La mise en vente de la villa de vacances de Madonna pour 20 millions de dollars attire autant les curieux que les amateurs d’architecture et de décoration. Située sur plus d’un hectare de terrain, la propriété offre un rare mélange d’intimité, d’équipements raffinés et d’une esthétique résolument contemporaine, tout en restant ancrée dans des références classiques comme la Shingle House américaine.
Un cadre et une implantation réfléchis
On accède à la propriété par une longue allée qui instaure immédiatement une distance protectrice avec l’extérieur. Les terrains soigneusement paysagés, ponctués d’arbres matures et de massifs taillés, contribuent à créer une bulle de tranquillité. La façade, recouverte de bardeaux sombres, joue un rôle déterminant : elle répond aux codes du style côtier mais s’approprie une teinte plus contemporaine, permettant à la maison de s’inscrire dans le paysage sans ostentation.

Intérieurs pensés pour la vie quotidienne et la réception
Le choix d’un intérieur majoritairement blanc crée une toile lumineuse qui valorise la lumière naturelle. Le rez-de-chaussée comprend deux cuisines entièrement équipées et une large salle à manger capable d’accueillir 16 convives, ce qui transforme la maison en un lieu idéal pour de grandes réunions familiales ou des dîners organisés. Le salon, spacieux et épuré, mise sur des matériaux nobles — marbre, bois clair — pour offrir une sensation de confort haut de gamme sans ostentation.

La circulation entre les pièces est fluide : une mezzanine en L surplombe le rez-de-jardin et crée des perspectives visuelles intéressantes, tandis que les grands volumes permettent de configurer plusieurs zones de vie. Sur l’ensemble de la propriété, neuf chambres et huit salles de bains proposent une capacité d’accueil importante, adaptée à la fois aux familles nombreuses et aux invités de passage.
Des espaces dédiés au bien-être et aux loisirs
La villa ne se limite pas aux espaces de réception : elle comprend une salle d’entraînement bien équipée, une vaste salle de jeux avec baby-foot et Air Hockey, ainsi qu’un dortoir optimisé pour accueillir plusieurs convives. Pour les amateurs de sport, la propriété offre également un terrain de tennis et un panier de basket, complétés par une grande piscine creusée chauffée et des terrasses aménagées pour la détente.

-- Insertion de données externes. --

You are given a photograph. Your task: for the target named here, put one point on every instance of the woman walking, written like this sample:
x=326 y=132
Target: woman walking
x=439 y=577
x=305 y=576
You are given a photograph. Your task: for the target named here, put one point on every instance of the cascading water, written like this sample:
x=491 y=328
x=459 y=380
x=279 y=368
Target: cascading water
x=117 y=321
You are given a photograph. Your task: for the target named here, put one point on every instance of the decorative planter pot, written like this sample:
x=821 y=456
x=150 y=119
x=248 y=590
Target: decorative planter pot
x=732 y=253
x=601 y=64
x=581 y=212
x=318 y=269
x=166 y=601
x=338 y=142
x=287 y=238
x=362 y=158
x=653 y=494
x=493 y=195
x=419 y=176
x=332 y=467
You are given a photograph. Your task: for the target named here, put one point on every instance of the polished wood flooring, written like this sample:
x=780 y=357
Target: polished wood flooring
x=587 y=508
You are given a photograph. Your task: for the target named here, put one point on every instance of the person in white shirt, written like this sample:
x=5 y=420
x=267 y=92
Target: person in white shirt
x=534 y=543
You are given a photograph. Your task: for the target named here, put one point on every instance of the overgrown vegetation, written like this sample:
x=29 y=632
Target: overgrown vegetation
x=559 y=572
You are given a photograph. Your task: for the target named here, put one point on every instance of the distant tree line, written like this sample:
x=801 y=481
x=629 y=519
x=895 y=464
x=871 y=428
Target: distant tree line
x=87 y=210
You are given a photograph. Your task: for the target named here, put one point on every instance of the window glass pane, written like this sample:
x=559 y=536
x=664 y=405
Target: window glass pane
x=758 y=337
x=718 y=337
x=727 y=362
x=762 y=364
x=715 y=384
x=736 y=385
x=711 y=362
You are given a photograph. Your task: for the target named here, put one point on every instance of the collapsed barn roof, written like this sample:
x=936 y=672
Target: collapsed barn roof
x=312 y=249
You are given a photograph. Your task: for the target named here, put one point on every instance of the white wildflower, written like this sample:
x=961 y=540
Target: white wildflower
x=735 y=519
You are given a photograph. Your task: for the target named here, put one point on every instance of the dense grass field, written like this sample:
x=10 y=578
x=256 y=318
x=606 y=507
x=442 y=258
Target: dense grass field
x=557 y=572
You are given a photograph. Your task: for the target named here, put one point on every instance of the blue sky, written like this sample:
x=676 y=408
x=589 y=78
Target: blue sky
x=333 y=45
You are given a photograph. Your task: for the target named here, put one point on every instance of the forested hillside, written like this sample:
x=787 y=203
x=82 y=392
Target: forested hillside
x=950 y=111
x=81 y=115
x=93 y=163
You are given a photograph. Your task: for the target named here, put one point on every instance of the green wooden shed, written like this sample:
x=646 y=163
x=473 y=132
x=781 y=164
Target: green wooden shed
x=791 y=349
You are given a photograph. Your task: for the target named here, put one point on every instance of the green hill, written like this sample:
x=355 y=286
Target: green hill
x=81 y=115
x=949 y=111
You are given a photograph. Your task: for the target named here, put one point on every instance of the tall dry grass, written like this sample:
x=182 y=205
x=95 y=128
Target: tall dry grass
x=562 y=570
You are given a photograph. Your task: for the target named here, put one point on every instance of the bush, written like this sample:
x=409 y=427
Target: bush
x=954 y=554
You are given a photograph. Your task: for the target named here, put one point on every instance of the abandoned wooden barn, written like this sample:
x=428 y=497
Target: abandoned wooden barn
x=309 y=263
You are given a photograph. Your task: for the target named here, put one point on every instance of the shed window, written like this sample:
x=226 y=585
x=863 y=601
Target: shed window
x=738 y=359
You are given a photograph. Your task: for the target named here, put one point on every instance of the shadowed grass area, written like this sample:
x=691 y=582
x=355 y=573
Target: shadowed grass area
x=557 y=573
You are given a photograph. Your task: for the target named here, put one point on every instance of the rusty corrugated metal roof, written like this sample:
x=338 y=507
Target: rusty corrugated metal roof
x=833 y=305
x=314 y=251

Le gym, avec ses miroirs et ses appareils variés, permet de maintenir une pratique régulière sans quitter la maison. La salle de jeux, quant à elle, est pensée comme un espace intergénérationnel où les activités se succèdent — parfait pour des séjours où le temps doit se partager entre repos et divertissement.
Aménagement extérieur et qualité du terrain
La terrasse arrière offre un vaste espace de contemplation et de relaxation, avec des vues dégagées sur le territoire avoisinant. L’aménagement paysager, entre pelouses impeccables et bosquets, met en valeur la maison tout en garantissant une réelle intimité. Les grilles peintes en blanc et le soin porté aux allées renforcent la sensation d’un domaine bien entretenu, prêt à l’usage immédiat.

Pourquoi 20 M$ ?
Le prix demandé reflète plusieurs facteurs : la surface généreuse (1 350 m²), l’emplacement privilégié, la qualité des matériaux et des prestations, ainsi que l’ensemble des installations de loisir et de confort. Une propriété de cette envergure, offrant à la fois des espaces intérieurs luxueux et des aménagements extérieurs complets, s’adresse à une clientèle recherchant une résidence secondaire clé en main, capable d’accueillir famille et amis dans un cadre sécurisé et raffiné.
En somme, cette villa de Madonna est une démonstration convaincante de ce que peut être une maison de vacances : un lieu à la fois privé et généreux, où la lumière, les matières et le paysage dialoguent pour offrir un quotidien plaisant. Que l’on soit attiré par l’architecture, la décoration ou les infrastructures sportives, la propriété présente un ensemble cohérent et ambitieux, conditionnant ainsi un prix élevé mais justifié pour son standing et ses possibilités d’usage.